W-pI.28.3. When you say, “Above all else I want to see this table differently,” you are making a commitment to withdraw your preconceived ideas about the table, and open your mind to what it is, and what it is for. 2 You are not defining it in past terms. 3 You are asking what it is, rather than telling it what it is. 4 You are not binding its meaning to your tiny experience of tables, nor are you limiting its purpose to your little personal thoughts.
W-pI.28.4. You will not question what you have already defined. 2 And the purpose of these exercises is to ask questions and receive the answers. 3 In saying, “Above all else I want to see this table differently,” you are committing yourself to seeing. 4 It is not an exclusive commitment. 5 It is a commitment that applies to the table just as much as to anything else, neither more nor less.
W-pI.28.5. You could, in fact, gain vision from just that table, if you would withdraw all your own ideas from it, and look upon it with a completely open mind. 2 It has something to show you; something beautiful and clean and of infinite value, full of happiness and hope. 3 Hidden under all your ideas about it is its real purpose, the purpose it shares with all the universe.
W-pI.28.6. In using the table as a subject for applying the idea for today, you are therefore really asking to see the purpose of the universe. 2 You will be making this same request of each subject that you use in the practice periods. 3 And you are making a commitment to each of them to let its purpose be revealed to you, instead of placing your own judgment upon it.
W-pI.28.7. We will have six two-minute practice periods today, in which the idea for the day is stated first, and then applied to whatever you see about you. 2 Not only should the subjects be chosen randomly, but each one should be accorded equal sincerity as today’s idea is applied to it, in an attempt to acknowledge the equal value of them all in their contribution to your seeing.
W-pI.28.8. As usual, the applications should include the name of the subject your eyes happen to light on, and you should rest your eyes on it while saying:
2 Above all else I want to see this _____ differently.
3 Each application should be made quite slowly, and as thoughtfully as possible. 4 There is no hurry.
Journal
This is a fascinating lesson. When we look at all the things around us, we think what we see is what is there, but that is not so. We are just seeing images that represent our thoughts, illusions of things. What is there is the same thing no matter what image our eyes show us. It will show us the meaning of the universe if we are open to that because the table or whatever we are looking at has the same meaning as the universe.

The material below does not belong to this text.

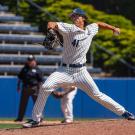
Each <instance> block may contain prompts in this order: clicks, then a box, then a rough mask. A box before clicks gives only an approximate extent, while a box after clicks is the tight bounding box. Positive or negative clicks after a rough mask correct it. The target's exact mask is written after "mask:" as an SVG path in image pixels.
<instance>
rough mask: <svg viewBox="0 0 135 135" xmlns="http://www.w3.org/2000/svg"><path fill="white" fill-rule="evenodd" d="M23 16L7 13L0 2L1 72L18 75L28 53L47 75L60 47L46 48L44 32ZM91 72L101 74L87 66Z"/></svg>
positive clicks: (56, 63)
mask: <svg viewBox="0 0 135 135" xmlns="http://www.w3.org/2000/svg"><path fill="white" fill-rule="evenodd" d="M23 20H24V18H23V17H22V16H16V15H14V14H13V13H10V12H8V7H7V6H2V5H0V75H17V74H18V72H19V71H20V69H21V68H22V67H23V65H24V64H25V62H26V60H27V57H28V55H30V54H33V55H34V56H35V57H36V60H37V62H38V65H39V67H40V68H41V70H42V71H43V73H44V75H45V76H46V77H47V76H48V75H49V74H51V73H52V72H53V71H55V70H56V69H57V68H58V65H60V61H61V57H62V56H61V54H62V50H63V48H61V47H59V48H55V49H53V50H47V49H46V48H45V47H44V46H42V45H41V43H42V42H43V40H44V35H43V34H42V33H40V32H39V30H38V27H32V26H31V25H30V24H27V23H25V22H23ZM88 71H89V72H91V73H100V72H101V69H100V68H93V67H91V66H88Z"/></svg>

How do we do this? How do we discover the something beautiful and clean and of infinite value, full of happiness and hope? First, we must be willing to accept that we don’t know anything about the object; we must let all our preconceived ideas about it go. And we commit to being willing to see what is really there. We don’t have to make anything happen, thank goodness. We only need to be ready to see, probably for the first time.
Shall we do this? It will change everything we think we know. But something beautiful and clean and of infinite value, full of happiness and hope, wouldn’t it be amazing to have that experience? I want true vision. Jesus is saying here that I can have it if I am willing for it. I want to see what my desk is and what it is for. I will open my mind to this let its purpose be revealed to me, instead of placing my own judgment upon it. I wonder how it will show itself to me.
Above all else, Jesus, above all else, this is what I want.